Â
 Manusia hanya sekedar menjalaninya, polisi, kejaksaan, para pejabat negara, sampai dengan Presiden Jokowi hanyalah sekedar menjalani kewajibannya yaitu dalam membela kedaulatan hukum dinegeri ini. Demikian pula upaya hukum yang telah dilakukan oleh 9 narapidan mati kasus narkoba untuk memperoleh pengampunan dari hukuman mati, harus tetap dihargai. Namun malang tak dapat ditolak, untung tak dapat diraih, akhirnya mereka harus menerima eksekusi mati.
Kegigihan mereka untuk mendapatkan pengampunan dari Presiden Jokowi, termasuk kegigihan upaya hukum yang dilakukan oleh pemerintah negaranya, patut kita acungkan jempol. Sampai pada batas waktu detik detik terakhir mereka tidak pernah putus untuk mendapatkan grasi dari Presiden, walaupun selalu ditolak oleh Presiden Jokowi.
Sebagai warga negara yang memegang teguh nilai-nilai Pancasila, wajib hukumnya untuk menaruh rasa hormat dan belas kasihan kepada setiap orang yang sedang mengalami musibah termasuk terhadap 9 orang terpidana mati dalam kasus narkoba. Mereka kini telah lunas menjalani semua takdirnya.
Dan atas kehendak-Nyalah 1 diantaranya dan pada akhirnya masih diberikan panjang umur, sehingga untuk sementara terselamatkan dari hukuman mati. Kita semua harus menyadarinya itulah ketentuan Tuhan Yang Maha Kuasa. Sedangkan jalannya dapat bermacam-macam cara. Tuhan menghendaki kepada Mari Jane Fiesta Veloso terpidana mati yang berasal dari Filipina belum saatnya mati didepan regu tembak POLRI.
Penyebab ditundanya eksekusi mati Jane Veloso adalah: Pertama permintaan yang disampaikan langsung oleh Presiden Filipina Benigno Aquino III kepada Presiden Jokowidodo agar eksekusi mati Mary Jane dapat dibatalkan mengingat dari awal Mary Jane merupakan korban dari traficking merupakan korban perdagangan manusia yang dimanfaatkan gembong narkoba jaringan internasional.
Mary Jane menurut Jaringan Buruh Migran Indonesia (JBMI) adalah korban dari trafficking yang dilakukan oleh salah satu pelaku bernama Kristina. Kristina ini diketahui merupakan orang yang menyuruh Mary Jane ke Yogyakarta membawa 2,6 kg heroin yang ditaruh didalam tas tanpa sepengetahuan MJV.

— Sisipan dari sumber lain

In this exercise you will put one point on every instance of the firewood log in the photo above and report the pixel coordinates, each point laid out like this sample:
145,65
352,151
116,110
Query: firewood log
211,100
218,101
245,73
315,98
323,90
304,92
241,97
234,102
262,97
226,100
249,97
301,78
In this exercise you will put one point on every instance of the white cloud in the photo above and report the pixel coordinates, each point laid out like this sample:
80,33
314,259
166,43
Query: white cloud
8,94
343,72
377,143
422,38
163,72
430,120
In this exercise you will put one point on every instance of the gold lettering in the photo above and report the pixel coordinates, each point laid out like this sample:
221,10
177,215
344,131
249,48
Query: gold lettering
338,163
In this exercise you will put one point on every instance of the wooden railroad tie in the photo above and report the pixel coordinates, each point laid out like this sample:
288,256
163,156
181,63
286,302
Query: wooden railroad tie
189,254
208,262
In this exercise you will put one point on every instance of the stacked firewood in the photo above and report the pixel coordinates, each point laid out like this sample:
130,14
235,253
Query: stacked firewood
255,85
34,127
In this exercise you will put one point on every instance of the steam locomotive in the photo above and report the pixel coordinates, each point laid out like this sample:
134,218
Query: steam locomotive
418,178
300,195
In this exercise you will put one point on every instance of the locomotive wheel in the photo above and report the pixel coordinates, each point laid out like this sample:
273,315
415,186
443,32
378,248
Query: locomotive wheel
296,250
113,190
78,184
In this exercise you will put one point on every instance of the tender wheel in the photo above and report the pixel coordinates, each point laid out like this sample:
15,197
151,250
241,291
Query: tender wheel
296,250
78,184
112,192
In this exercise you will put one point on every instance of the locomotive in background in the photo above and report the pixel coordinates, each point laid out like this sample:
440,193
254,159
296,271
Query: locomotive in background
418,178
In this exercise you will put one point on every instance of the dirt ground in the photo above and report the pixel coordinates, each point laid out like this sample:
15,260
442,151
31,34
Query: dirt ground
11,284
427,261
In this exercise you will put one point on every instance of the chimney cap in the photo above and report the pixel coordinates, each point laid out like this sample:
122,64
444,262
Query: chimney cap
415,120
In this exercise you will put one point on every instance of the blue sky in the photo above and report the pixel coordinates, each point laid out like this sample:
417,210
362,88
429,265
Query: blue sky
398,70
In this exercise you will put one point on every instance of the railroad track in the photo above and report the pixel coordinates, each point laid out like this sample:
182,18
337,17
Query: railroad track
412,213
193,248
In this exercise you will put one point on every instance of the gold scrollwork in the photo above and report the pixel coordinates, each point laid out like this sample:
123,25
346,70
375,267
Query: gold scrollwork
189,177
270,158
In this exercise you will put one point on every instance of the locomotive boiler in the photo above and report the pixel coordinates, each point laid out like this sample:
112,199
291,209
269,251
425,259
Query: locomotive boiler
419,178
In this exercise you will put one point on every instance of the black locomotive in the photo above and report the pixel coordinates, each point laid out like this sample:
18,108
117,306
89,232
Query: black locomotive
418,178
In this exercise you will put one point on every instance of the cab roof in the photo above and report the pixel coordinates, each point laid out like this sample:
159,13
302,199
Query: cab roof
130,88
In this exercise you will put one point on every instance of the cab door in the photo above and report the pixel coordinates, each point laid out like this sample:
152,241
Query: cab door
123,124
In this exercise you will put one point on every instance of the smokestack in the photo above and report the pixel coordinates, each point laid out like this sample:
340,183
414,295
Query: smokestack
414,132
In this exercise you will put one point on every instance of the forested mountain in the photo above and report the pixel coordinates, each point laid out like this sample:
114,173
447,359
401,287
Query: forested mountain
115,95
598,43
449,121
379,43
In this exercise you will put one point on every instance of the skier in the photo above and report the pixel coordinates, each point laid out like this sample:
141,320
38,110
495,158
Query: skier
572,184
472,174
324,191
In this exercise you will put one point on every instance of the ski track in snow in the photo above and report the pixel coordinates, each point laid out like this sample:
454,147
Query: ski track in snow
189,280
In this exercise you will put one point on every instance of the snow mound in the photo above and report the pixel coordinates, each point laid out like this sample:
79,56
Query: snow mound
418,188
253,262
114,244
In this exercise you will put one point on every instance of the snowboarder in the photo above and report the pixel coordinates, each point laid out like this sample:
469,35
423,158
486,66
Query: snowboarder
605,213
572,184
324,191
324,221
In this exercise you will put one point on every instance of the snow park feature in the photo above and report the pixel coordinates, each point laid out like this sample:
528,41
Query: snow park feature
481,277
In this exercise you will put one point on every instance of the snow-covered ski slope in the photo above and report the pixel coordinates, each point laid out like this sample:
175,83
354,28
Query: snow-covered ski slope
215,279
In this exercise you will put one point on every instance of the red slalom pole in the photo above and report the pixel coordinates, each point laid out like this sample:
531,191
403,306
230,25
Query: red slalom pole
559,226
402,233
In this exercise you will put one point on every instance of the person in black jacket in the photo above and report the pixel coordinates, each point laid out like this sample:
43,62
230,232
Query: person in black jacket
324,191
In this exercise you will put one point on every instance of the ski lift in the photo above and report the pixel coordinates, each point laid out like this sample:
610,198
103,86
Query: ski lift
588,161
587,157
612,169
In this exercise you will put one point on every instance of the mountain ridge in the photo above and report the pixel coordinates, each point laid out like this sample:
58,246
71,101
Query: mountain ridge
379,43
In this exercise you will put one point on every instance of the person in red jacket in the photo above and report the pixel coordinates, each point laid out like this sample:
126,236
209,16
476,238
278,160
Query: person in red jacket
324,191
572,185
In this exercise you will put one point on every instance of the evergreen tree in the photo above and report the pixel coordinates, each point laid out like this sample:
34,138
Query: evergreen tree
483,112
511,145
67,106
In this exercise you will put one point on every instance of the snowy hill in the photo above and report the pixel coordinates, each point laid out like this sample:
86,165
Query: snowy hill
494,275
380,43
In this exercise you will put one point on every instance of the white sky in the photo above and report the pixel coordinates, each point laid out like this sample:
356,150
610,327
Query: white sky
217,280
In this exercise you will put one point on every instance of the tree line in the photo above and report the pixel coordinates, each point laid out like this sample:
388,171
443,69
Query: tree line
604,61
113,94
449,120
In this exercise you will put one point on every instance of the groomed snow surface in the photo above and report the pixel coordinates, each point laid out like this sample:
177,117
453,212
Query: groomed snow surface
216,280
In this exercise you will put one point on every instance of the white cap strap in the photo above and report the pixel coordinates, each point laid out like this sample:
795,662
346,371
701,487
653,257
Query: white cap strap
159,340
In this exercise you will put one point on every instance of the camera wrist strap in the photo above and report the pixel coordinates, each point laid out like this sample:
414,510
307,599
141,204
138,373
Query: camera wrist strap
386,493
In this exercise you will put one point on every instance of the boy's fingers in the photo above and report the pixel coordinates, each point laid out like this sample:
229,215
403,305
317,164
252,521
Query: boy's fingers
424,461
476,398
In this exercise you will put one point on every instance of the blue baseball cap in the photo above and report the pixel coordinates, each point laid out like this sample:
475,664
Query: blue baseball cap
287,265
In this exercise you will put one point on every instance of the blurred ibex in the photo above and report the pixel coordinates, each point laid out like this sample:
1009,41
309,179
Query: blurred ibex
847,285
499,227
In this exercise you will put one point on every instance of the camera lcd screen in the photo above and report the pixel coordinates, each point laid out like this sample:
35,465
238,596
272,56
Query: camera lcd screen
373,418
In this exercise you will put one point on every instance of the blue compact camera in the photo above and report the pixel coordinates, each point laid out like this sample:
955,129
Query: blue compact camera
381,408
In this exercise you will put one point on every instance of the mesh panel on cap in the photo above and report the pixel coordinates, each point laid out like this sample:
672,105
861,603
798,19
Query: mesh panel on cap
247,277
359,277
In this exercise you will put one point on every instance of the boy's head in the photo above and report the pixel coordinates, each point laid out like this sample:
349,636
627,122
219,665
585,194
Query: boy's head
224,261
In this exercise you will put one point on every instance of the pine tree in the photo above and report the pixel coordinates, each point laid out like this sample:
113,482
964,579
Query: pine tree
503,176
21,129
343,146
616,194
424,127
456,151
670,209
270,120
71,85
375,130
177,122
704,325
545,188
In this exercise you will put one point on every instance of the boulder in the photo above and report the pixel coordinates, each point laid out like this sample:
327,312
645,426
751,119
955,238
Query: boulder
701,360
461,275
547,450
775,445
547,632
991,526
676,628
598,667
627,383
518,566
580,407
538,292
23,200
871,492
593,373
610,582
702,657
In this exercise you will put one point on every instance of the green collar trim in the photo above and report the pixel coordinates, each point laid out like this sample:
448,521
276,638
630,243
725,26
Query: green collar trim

Kedua Penundaan eksekusi Mary Jane Veloso adalah atas pertimbangan hukum dan keadilan, menyusul perkembangan bahwa seseorang menyerahkan diri di negara tersebut dan mengklaim Mary Jane Veloso hanya sebagai kurir narkoba. Pemerintah Indonesia menganggap perlu bagi Mary Jane Veloso untuk memberikan kesaksian dalam persidangan di Filipina.
Penundaan Mary Jane dari regu tembak, buka semata-mata keinginan atau campur tangan Presiden Jokowi dalam penegakan hukum, akan tetapi justru memberikan kesempatan kepada MJV sehubungan ditemukan upaya hukum yang dapat dijadikan landasan peninjauan kemabali tahap III oleh MJV. Akan tetapi penundaan itu bukan berarti MJV akan terlepas dari jeratan hukuman mati.
Penundaan MJV dari hukuman mati yang sedianya dilaksanakan hari Rabu pukul 00,00 wib 29/4/15, bukan karena Presiden Jokowi menuruti permintaan Presiden Filipina Benigno Aquino III, dan bukan Jokowi tidak konsisten pilah – pilih dalam menerapkan hukuman mati kepada gembong Narkoba.
Jokowi tetap menghormati upaya hukum apapun yang diusahakan oleh terdakwa. Pemerintah Indonesia sangat memahami MJV menginginkan mendapatkan kesempatan hidup yang lebih, apa yang menjadi keinginan dalam doanya MJV setiap saat adalah diberikan umur panjang untuk memperbaiki semua sisa umurnya dengan perbuatan yang lebih terpuji.